There were no clocks. I guess time was supposed to be put on pause there. But there was just something about the halogen lights, the hopelessly stained couch, the absence of windows, and wallpaper that showed signs of long term neglect that made one all too aware that minutes were passing. One by one. Very slowly. But one by one indeed.


“You do that a lot, you know.” I turned back to back to Audra and wrinkled my nose at her accent. She lived in Lithuania for the first few years of her life, and, oh, how she misses it. It’s a story I could easily recite if prompted, voice inflections included.
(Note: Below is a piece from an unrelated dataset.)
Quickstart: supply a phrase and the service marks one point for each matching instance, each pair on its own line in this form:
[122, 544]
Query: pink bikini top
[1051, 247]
Her name means “storm”. She gushes about this often as well, finding something deeply poetic about it. I dismiss her ramblings and decide simply that it is very fitting.


“Do what?” I shifted uncomfortably on the couch, finally deciding on a position that didn’t leave me with springs perforating my spine.


“Scratch yourself when you’re thinking,” she said flatly, smoothing her hands over her plum skirt. “Violently, though. Vigorously. Do you have any other compulsions like this?” I glanced down at my arm, which was now a brilliant red.


“It’s hot in here,” I sighed. Air doesn’t circulate well in an eight-by-eight room, I supposed. “Is this over yet?” She glanced at her watch – something I often equated to the Holy Grail.


“Ah, yes.” She didn’t try to hide the disappointment in her voice. “We ran a couple minutes late. Same time tomorrow?” I became aware of my nails furiously clawing away at my skin.


“Every day is excessive. I don’t understand why I can’t just be left alone.” She didn’t blink.


“Because the last time you were left alone, you ended up with twenty-four thousand milligrams of antidepressants in your stomach.”